- Teaser poster
- Spanish: La Navidad en sus manos 2
- Directed by: Joaquín Mazón
- Screenplay by: Daniel Monedero; Francisco Arnal;
- Produced by: Kiko Martínez; María Luisa Gutiérrez; Álvaro Ariza;
- Starring: Santiago Segura; Ernesto Sevilla; Unax Hayden; Pablo Chiapella;
- Cinematography: Ángel Iguacel
- Production company: Nadie es perfecto;
- Distributed by: Netflix
- Release date: 5 December 2025;
- Running time: 94 minutes
- Country: Spain
- Language: Spanish

= The Night My Dad Saved Christmas 2 =

2025 Spanish comedy film

The Night My Dad Saved Christmas 2 (La Navidad en sus manos 2) is a 2025 Spanish Christmas comedy film.
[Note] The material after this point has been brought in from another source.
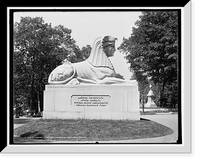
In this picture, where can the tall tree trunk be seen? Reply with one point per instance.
(162, 94)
It is a sequel to the 2023 film The Night My Dad Saved Christmas, directed by Joaquín Mazón and reprising their starring roles are Santiago Segura, Ernesto Sevilla and Unax Hayden. It is available on Netflix to stream from 5 December 2025.

==Synopsis==
Set during a chaotic holiday season, the film follows Salva, a reformed thief striving to be a better father, and his teenage son as they attempt to rescue Santa Claus, who has been captured by a rogue toy. With the help of mischievous allies, they have just one night to confront unexpected adversaries and rekindle the spirit of Christmas.

==Cast==
- Santiago Segura as Santa Claus
- Ernesto Sevilla as Salva
- Unax Hayden as Lucas, Salva's son
- Pablo Chiapella
- Joaquín Reyes
- María Botto as Pilar
- Josema Yuste
- Emilio Gavira

==Production==

Netflix planned the direct sequel of the original film The Night My Dad Saved Christmas in November 2024, with filming scheduled between late December 2024 and late February 2025 in Madrid.

== Release ==

The original Netflix film The Night My Dad Saved Christmas 2 premiered on 5 December 2025.